Long-term exposure to microplastics induces oxidative stress and a pro-inflammatory response in the gut of Sparus aurata Linnaeus, 1758.

Environmental pollution from plastic debris is a major global concern, being a potential threat to marine organisms and ecosystems. The accumulation of microplastics (MPs) in the oceans has notable ecological implications due to their long persistence, their potential ecotoxicity, and their ability to adsorb other pollutants and act as vectors of pathogens. Nevertheless, whereas the number of investigations documenting the presence of MPs in wild fish has increased, less studies have addressed the toxicological effects associated with the ingestion of MPs in long-term laboratory conditions. The aim of the present study was to assess the physiological response of gilthead seabream (Sparus aurata) exposed to low-density polyethylene (LDPE) MPs during a 90-day exposure followed by an extra 30 days of depuration through the application of oxidative stress biomarkers in the gut.
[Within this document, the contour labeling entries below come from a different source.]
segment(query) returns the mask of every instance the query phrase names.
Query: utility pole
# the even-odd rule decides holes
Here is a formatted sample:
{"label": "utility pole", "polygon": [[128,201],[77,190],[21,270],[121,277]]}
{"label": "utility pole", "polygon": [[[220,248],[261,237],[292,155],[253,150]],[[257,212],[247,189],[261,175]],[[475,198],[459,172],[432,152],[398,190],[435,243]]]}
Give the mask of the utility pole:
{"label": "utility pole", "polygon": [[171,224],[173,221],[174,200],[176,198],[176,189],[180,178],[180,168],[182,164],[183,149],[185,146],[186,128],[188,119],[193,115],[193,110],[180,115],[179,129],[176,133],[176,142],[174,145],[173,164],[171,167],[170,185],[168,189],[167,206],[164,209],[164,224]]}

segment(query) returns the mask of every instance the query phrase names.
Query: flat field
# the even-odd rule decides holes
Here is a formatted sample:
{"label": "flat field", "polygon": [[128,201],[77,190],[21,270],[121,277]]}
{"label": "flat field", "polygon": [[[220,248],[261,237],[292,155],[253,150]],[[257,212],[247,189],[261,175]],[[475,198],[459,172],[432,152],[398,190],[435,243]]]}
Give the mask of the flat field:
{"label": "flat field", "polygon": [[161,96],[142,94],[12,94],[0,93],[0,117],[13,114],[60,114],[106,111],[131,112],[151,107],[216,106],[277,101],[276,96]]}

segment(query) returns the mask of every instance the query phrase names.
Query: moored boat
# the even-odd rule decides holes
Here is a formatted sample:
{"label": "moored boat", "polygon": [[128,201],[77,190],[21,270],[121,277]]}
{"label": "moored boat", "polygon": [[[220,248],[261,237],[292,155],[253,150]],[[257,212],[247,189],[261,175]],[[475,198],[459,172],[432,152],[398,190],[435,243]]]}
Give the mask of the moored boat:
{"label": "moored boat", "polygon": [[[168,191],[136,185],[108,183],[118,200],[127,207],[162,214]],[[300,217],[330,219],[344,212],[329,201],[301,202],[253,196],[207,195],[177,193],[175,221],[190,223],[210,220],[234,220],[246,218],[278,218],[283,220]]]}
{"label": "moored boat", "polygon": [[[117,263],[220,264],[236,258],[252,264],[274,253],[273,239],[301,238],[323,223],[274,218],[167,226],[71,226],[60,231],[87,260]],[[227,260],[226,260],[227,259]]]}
No changes were observed in the Fulton condition factor of fish associated with MP intake. The activities of antioxidant enzymes and glutathione s-transferase and the levels of reduced glutathione progressively increased throughout the study in the MPs-fed group compared to the control group, reaching the highest values at 90 days. Similarly, the activity of the pro-inflammatory enzyme, myeloperoxidase, and the levels of oxidative damage markers -malondialdehyde and protein carbonyls-also increased after 90 days of exposure to an enriched diet with MPs. During the 30-day depuration period, all the biomarkers analysed tended to normalize, with the majority recovering values similar to those of the control group. In conclusion, MPs exposure during 90 days to S. aurata induced oxidative stress and a pro-inflammatory response in gut, and were able to recover after the exposure to MPs was removed.